In the agricultural field, Monsanto is shifting to outcomes-based and new analytics services to avoid disruption by precision agriculture firms that might dramatically reduce demand for its seeds and pesticides.
Harnessing disruption: So, what are the early warning signs for leadership teams to detect when their business model is vulnerable to disruption caused by data analytics?
The best way to evaluate this threat is to understand the activity of data intermediaries and new information platforms that work with data broadly related to your business and your customers.
No organisation is immune. The disruptive force of advanced analytics affects even the most data-savvy companies.
For example, companies such as CloudHealth claim they can reduce an Amazon Web Services (AWS) bill by 10-20 per cent by uncovering over-provisioning and mismatched infrastructure. This threatens to slow the torrid growth in Amazon's profitable AWS cloud services.

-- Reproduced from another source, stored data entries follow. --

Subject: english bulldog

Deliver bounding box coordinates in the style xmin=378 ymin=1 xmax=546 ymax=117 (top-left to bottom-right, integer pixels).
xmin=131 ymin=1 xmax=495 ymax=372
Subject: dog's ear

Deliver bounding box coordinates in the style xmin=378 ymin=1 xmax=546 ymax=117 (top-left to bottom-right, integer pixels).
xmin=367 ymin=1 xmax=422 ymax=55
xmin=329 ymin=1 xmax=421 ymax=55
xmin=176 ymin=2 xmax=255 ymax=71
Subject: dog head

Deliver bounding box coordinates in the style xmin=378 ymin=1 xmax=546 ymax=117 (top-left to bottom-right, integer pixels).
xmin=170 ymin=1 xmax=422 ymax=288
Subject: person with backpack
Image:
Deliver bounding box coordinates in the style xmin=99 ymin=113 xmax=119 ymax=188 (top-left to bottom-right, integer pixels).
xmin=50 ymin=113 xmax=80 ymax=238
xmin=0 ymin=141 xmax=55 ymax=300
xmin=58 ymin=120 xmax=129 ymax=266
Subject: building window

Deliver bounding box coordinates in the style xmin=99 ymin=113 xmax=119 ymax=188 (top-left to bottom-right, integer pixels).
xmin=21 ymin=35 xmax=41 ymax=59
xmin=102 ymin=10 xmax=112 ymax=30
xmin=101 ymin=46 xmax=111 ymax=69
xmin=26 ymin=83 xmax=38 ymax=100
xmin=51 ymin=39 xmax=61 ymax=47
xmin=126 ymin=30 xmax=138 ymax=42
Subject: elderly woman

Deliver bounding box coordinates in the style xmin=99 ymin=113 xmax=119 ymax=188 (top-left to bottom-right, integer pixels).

Amazon, on the other hand, is challenging Google as the logical starting point for e-commerce searches. Having used analytics to massively improve its targeting and selection of both product and retailers, Amazon has now become the starting point for more than half of US consumers' e-commerce searches, according to some estimates.
Leadership teams can start to assess their own risk and opportunity by asking some fundamental questions: Do any of the signposts above describe what you see in your industry? What competitive moves are you witnessing?
Advanced analytics disruption leaves very little time to adapt. Bold strategies and determined leadership are the only ways to cope with it. How ready are you to transform and run a business to benefit from the disruptive opportunities of advanced analytics?
Will you be predator or prey?
- Rasmus Wegener is a global product leader and partner with Bain & Company's Advanced Analytics practice, based in the Atlanta office. Florian Hoppe is a partner in Bain's Singapore office.